In July 2003, Fern was hired by the United States Agency for International Development (USAID) to investigate human rights abuses under Saddam Hussein's regime. She was part of that agency's Abuse Prevention Unit, whose purpose is to protect victims of abuse occurring during times of war or conflict. At the conclusion of her tour with USAID, she was retained by the Coalition Provisional Authority to help Iraqis establish a democratic form of government.

==Death==
Holland, American press officer and former Marine Corps lieutenant colonel Robert J. Zangas, and their Iraqi translator Salwa Ourmashi were shot in their car on a road near Karbala on March 9, 2004. Their killers wore Iraqi police uniforms. According to reports, she and Zangas were the first American civilians working for the CPA to be killed in Iraq, The New York Times Magazine reported that she was intentionally targeted for murder by those threatened by her empowerment of women; the interviews also reflect that for many CPA staff this was a turning point in the war when Western civilians could no longer travel without guns.

In 2006, the New York Times reported that federal investigators are investigating what happened to hundreds of thousands of dollars in cash issued by American authorities to Ms. Holland and Robert Zangas. American investigators are trying to determine whether that money was stolen as part of a web of bribery, kickbacks, theft and conspiracy that they have laid out in a series of indictments and court papers. No suspicion for the missing money has fallen on Ms. Holland or Mr. Zangas. Investigators tracing the flow of the cash to Ms. Holland and Mr. Zangas are looking at the possibility that others took advantage of the deaths to steal additional money.

===Legacy===
The novel Florence of Arabia by Christopher Buckley includes an homage to Holland in its acknowledgments.

In 2005, Holland was named Oklahoman of the Year.

The Fern L. Holland Award, sponsored by the University of Oklahoma Student Affairs and Delta Gamma Fraternity (of which Fern was a member), is a $1,000 annual cash award recognizing a full-time undergraduate woman enrolled in the University of Oklahoma acting in the spirit of Fern Holland: a desire to make a significant difference in the world in areas such as democracy, human rights, women's issues or leadership.

Since 2004 Vital Voices Global Partnership has annually given the Fern Holland Award in tribute to Fern's legacy. The award honors a leader who braves risks to promote peace and defend the human rights of a targeted or vulnerable community.

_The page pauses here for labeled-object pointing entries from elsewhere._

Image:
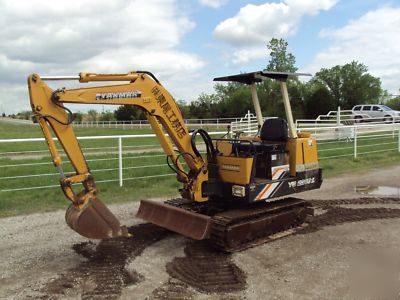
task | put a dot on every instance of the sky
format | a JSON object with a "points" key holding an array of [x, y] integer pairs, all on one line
{"points": [[186, 43]]}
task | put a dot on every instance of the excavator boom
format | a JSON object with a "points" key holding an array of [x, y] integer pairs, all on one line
{"points": [[87, 215]]}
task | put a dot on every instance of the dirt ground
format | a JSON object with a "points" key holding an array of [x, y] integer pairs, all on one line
{"points": [[349, 250]]}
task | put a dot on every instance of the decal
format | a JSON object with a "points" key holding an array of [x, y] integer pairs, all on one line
{"points": [[301, 182], [118, 95], [169, 112]]}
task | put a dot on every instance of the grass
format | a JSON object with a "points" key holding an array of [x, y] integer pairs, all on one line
{"points": [[105, 166]]}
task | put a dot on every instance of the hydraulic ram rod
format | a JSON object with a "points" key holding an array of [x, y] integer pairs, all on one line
{"points": [[72, 77]]}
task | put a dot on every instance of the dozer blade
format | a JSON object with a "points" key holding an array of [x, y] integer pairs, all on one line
{"points": [[190, 224], [94, 221]]}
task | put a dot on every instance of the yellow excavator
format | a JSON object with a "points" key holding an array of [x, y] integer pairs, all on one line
{"points": [[231, 195]]}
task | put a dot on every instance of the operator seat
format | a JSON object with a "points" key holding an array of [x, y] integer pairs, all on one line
{"points": [[274, 130]]}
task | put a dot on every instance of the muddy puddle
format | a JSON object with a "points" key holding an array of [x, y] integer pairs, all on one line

In 2019, U.S. Representative Seth Moulton established the Fern Holland Fellowship. This first-of-its-kind program seeks to diversify the foreign policy community and is awarded to three Pell Grant eligible entry-level professionals annually. Fellows receive an in-depth look into a career of public service and advise Representative Moulton and his foreign policy staff on key issues.